I am very new to core.async. I was wondering if somebody would mind providing any feedback on this short snippet that - if I understand correctly - writes files asynchronously. I would definitely appreciate any constructive feedback. I'll post the code snippet in the thread to not clutter up the channel.
(ns file-async.core
(:require
[clojure.core.async :as async]
[ :as io]))
(def files
[{:filepath "./data/output1.txt" :content "Hello, world 1!"}
{:filepath "./data/output2.txt" :content "Hello, world 2!"}
{:filepath "./data/output3.txt" :content "Hello, world 3!"}
{:filepath "./data/output4.txt" :content "Hello, world 4!"}
{:filepath "./data/output5.txt" :content "Hello, world 5!"}])
(def many-files
(mapv
(fn [n] {:filepath (str "./data/output" n ".txt") :content (str "Hello, world " n "!")})
(range 1 101)))
(defn write-file
[filename data]
(try
(with-open [w (io/writer filename)]
(.write w data)
{:ok filename})
(catch Exception e
{:error (ex-message e)})))
(defn file-writer-worker
[in worker-id]
(async/go-loop []
(when-let [{:keys [filepath content]} (async/<! in)]
(let [{:keys [ok error]} (write-file filepath content)]
(if ok
(println (str "Worker " worker-id " - Wrote " filepath))
(println (str "Worker " worker-id "Error writing " filepath ": " error))))
(recur))))
(defn start-writer-worker
[num-workers]
(let [in (async/chan)]
(dotimes [n num-workers]
(file-writer-worker in n))
in))
(defn write-files-async
[files]
(let [worker (start-writer-worker 4)]
(doseq [file files] (async/>!! worker file))))
(defn -main
[& args]
(println "Writing files asynchronously...")
(write-files-async many-files)
(println "Done writing files asynchronously.")) one thing that sticks out right away is that you shouldn't do any io in a go / go-loop . You could just swap out oyur async/go-loop with (a/thread (loop [] ... and then change the ! calls to !! in that block
Okay, I can do that. Can you elaborate on why?
It uses a fixed thread pool that can become deadlocked
from the go docstring:
> go blocks should not (either directly or indirectly) perform operations
that may block indefinitely. Doing so risks depleting the fixed pool of
go block threads, causing all go block processing to stop. This includes
core.async blocking ops (those ending in !!) and other blocking IO.
(in practice the best advice seems to consider "indefinitely" there to mean "for any meaningful length of time")

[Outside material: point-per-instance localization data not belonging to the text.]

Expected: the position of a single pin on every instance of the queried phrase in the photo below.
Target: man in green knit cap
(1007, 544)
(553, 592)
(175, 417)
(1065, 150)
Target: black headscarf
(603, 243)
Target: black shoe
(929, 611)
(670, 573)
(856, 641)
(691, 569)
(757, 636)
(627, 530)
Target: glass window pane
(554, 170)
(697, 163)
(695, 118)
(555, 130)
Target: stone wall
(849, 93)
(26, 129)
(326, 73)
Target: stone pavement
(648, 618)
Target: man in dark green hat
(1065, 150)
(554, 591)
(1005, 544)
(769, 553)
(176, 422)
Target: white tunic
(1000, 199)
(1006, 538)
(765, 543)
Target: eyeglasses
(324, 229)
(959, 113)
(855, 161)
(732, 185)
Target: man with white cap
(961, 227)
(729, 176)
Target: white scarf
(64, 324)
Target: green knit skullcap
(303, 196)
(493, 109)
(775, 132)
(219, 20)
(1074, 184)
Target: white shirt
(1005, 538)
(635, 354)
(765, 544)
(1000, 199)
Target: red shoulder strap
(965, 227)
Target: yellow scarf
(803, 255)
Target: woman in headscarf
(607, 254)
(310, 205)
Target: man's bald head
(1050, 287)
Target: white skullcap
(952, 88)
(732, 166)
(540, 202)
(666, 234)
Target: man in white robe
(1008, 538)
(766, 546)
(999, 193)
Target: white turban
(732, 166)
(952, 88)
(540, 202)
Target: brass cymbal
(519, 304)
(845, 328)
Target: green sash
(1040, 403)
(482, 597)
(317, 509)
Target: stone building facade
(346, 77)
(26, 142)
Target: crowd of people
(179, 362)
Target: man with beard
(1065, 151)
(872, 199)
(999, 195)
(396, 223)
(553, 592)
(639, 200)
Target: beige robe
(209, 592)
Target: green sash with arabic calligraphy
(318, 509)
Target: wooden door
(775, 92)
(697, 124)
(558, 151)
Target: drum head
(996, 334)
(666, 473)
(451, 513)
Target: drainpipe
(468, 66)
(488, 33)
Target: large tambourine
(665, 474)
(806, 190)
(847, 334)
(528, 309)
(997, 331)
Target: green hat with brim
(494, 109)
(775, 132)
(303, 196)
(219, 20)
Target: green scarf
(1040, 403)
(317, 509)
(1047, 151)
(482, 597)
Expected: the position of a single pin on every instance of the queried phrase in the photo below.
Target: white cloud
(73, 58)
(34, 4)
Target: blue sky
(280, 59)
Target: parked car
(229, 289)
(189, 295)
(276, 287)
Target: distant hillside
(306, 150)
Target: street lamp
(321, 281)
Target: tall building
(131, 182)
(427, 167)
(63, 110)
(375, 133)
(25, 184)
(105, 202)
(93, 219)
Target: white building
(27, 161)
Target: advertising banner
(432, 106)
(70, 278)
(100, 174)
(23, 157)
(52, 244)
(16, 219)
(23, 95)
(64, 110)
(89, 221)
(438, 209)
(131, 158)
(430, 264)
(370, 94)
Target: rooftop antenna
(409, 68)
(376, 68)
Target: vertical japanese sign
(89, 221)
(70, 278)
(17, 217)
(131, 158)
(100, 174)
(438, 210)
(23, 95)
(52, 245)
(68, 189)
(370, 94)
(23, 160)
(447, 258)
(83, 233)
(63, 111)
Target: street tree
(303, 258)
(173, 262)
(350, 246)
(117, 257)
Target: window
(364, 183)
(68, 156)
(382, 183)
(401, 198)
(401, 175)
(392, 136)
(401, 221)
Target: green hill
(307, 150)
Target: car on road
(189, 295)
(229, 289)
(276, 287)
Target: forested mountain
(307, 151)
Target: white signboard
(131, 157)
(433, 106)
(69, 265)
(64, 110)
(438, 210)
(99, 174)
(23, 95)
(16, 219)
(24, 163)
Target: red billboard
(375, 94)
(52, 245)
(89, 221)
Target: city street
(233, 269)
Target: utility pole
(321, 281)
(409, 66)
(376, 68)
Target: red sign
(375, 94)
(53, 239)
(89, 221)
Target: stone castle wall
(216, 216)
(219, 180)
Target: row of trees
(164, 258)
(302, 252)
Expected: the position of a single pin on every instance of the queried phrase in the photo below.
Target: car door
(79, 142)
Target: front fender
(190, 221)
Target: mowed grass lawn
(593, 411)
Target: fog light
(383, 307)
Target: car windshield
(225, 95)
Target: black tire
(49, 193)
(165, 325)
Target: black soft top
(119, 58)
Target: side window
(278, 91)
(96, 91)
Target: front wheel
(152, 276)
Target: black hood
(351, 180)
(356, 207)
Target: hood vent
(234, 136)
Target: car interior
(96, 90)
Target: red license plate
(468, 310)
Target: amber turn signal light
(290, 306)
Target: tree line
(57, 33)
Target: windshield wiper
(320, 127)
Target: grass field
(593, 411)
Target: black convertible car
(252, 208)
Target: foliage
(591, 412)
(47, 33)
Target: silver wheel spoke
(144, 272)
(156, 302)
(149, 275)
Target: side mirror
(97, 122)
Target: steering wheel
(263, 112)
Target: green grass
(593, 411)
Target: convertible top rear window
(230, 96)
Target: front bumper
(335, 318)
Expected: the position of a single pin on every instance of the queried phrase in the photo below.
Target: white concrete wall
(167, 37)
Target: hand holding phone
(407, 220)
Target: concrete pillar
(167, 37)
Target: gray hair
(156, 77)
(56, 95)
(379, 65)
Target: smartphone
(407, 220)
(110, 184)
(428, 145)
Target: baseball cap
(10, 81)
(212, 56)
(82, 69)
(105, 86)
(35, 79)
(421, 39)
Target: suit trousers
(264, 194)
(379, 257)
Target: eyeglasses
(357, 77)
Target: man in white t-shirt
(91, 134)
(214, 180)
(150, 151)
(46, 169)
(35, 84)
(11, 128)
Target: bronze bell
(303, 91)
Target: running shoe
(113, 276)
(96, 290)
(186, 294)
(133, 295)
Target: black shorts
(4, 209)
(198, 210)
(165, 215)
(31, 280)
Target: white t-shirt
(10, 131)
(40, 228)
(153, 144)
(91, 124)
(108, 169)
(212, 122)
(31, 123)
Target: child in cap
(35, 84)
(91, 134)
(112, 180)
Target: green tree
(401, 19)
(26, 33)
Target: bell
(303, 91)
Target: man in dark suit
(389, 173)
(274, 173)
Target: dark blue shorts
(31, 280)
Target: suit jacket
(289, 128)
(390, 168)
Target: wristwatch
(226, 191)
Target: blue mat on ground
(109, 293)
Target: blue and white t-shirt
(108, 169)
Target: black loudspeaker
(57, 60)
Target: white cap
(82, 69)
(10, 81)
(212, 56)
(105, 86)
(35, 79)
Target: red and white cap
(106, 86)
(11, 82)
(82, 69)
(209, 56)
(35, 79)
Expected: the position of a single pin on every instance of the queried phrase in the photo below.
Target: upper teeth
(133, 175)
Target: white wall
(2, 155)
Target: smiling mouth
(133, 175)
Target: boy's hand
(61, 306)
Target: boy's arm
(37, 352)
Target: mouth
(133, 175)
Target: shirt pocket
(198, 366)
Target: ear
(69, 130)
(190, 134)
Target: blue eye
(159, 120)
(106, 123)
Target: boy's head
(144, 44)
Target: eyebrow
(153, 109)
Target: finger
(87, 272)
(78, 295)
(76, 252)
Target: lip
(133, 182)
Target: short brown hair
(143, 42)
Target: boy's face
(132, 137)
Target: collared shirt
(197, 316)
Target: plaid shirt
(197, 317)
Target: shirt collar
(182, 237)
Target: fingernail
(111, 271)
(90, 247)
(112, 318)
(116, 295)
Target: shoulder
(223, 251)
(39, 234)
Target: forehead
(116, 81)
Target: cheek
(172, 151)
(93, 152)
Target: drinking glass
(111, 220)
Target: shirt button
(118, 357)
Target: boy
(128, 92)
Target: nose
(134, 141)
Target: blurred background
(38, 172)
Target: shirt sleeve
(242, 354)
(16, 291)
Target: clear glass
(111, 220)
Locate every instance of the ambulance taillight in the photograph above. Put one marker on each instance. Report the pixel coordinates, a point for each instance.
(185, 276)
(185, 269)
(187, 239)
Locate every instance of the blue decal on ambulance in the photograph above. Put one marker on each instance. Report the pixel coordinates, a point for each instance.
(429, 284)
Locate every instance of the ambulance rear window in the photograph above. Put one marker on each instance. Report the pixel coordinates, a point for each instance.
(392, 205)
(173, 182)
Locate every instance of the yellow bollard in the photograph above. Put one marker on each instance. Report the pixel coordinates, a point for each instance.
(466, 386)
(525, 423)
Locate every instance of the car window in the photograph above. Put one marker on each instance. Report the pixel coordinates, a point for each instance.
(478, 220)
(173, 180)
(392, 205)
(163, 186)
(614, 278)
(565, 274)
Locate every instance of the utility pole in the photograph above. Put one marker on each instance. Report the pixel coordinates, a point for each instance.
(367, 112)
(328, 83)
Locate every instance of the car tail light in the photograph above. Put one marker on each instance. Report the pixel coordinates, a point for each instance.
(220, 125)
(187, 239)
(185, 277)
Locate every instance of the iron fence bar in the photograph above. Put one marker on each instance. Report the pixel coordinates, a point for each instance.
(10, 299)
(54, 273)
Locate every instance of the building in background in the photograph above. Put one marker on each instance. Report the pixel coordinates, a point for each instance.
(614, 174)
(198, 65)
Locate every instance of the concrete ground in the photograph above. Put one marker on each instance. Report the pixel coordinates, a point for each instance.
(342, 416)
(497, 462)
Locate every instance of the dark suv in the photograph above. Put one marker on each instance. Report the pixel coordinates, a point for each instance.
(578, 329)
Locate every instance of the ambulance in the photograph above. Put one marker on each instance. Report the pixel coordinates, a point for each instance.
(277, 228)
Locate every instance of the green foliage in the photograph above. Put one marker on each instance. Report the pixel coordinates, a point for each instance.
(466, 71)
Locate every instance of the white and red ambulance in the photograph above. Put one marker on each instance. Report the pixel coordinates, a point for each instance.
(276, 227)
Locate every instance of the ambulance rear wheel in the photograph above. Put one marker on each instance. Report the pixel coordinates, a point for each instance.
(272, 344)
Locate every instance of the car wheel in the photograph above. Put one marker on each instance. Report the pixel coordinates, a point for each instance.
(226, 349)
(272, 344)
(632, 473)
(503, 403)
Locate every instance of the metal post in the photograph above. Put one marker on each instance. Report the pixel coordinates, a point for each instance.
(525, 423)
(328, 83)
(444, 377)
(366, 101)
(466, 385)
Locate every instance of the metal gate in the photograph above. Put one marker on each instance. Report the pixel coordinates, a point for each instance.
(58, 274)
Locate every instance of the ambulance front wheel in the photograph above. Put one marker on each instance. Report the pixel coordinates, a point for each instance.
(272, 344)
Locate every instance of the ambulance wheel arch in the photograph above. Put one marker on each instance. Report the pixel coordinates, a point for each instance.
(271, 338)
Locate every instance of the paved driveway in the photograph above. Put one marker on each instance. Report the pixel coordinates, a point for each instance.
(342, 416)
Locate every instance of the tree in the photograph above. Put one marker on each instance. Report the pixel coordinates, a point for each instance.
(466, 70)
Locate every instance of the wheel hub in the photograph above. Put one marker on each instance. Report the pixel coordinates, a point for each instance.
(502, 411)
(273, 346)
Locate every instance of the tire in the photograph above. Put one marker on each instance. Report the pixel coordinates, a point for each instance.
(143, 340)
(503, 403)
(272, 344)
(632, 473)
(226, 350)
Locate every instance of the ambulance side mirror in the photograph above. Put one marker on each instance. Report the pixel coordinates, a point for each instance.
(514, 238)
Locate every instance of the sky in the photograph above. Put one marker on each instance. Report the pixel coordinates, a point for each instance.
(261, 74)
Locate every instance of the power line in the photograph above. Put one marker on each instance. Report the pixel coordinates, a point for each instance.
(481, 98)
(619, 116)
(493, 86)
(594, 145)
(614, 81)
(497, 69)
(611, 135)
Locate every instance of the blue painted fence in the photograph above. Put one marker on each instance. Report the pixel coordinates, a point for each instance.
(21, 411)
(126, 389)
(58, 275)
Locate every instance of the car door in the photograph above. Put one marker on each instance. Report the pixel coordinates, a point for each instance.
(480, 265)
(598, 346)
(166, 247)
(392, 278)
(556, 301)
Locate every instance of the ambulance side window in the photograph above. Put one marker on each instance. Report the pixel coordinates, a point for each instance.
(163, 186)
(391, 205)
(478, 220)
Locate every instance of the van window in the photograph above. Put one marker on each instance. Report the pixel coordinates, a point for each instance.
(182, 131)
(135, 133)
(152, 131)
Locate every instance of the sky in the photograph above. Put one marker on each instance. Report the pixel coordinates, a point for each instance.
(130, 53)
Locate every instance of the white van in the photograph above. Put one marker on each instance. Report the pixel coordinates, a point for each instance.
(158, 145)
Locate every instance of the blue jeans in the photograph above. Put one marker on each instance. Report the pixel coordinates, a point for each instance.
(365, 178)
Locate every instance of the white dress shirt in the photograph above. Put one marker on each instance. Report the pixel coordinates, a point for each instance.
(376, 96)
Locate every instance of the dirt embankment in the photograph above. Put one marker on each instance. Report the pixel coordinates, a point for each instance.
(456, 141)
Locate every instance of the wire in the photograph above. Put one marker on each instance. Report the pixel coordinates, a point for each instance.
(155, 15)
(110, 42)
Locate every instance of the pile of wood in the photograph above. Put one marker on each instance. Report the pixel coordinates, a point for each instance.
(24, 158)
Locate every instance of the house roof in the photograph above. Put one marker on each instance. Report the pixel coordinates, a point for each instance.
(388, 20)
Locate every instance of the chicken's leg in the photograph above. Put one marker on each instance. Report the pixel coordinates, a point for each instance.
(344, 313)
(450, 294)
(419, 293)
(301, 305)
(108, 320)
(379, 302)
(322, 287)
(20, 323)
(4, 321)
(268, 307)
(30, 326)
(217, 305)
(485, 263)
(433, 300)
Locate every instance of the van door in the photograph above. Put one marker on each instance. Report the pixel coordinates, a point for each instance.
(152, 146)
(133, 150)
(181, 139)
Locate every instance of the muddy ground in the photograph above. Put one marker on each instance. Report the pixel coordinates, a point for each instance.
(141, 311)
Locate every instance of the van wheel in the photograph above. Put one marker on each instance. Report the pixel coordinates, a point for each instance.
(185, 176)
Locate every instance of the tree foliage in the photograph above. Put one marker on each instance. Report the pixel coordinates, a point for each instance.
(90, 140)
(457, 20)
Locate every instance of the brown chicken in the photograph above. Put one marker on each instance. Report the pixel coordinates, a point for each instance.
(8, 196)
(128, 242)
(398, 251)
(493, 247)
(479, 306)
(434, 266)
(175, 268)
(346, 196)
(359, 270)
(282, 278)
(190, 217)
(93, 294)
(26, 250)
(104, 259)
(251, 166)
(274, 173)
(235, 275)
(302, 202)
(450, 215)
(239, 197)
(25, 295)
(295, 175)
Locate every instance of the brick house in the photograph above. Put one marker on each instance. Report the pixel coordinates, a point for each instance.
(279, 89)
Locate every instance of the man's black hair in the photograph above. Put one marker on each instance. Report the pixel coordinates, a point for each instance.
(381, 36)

for long running but finite length of time io it is less about deadlock and more just kind of fairness / starvation. go blocks run on a shared fixed size threadpool, so if you have long running work in there that doesn't yield (the parking channel ops are yields), other work may not get a chance to run until your long running stuff is finished
the new java virtual thread stuff has a similar kind of idea(virtual threads are multiplexed over "platform" threads), but because it has jvm integration it can also transform io into non-blocking io with yields
Okay, so thread is better for io? So if I used thread would this be a reasonable solution for writing files asynchronously?
I think it looks ok. for switching to thread all I would do is wrap the call to write-file like (async/<! (async/thread (write-file ...
the pattern is control flow and logic as gos and then little units that do io in one off threads. That is just kind of a rule of thumb, sometimes it is too much trouble or the control flow and logic is so minimal that the back and forth is too much of a hassle so you just use a thread for the whole thing.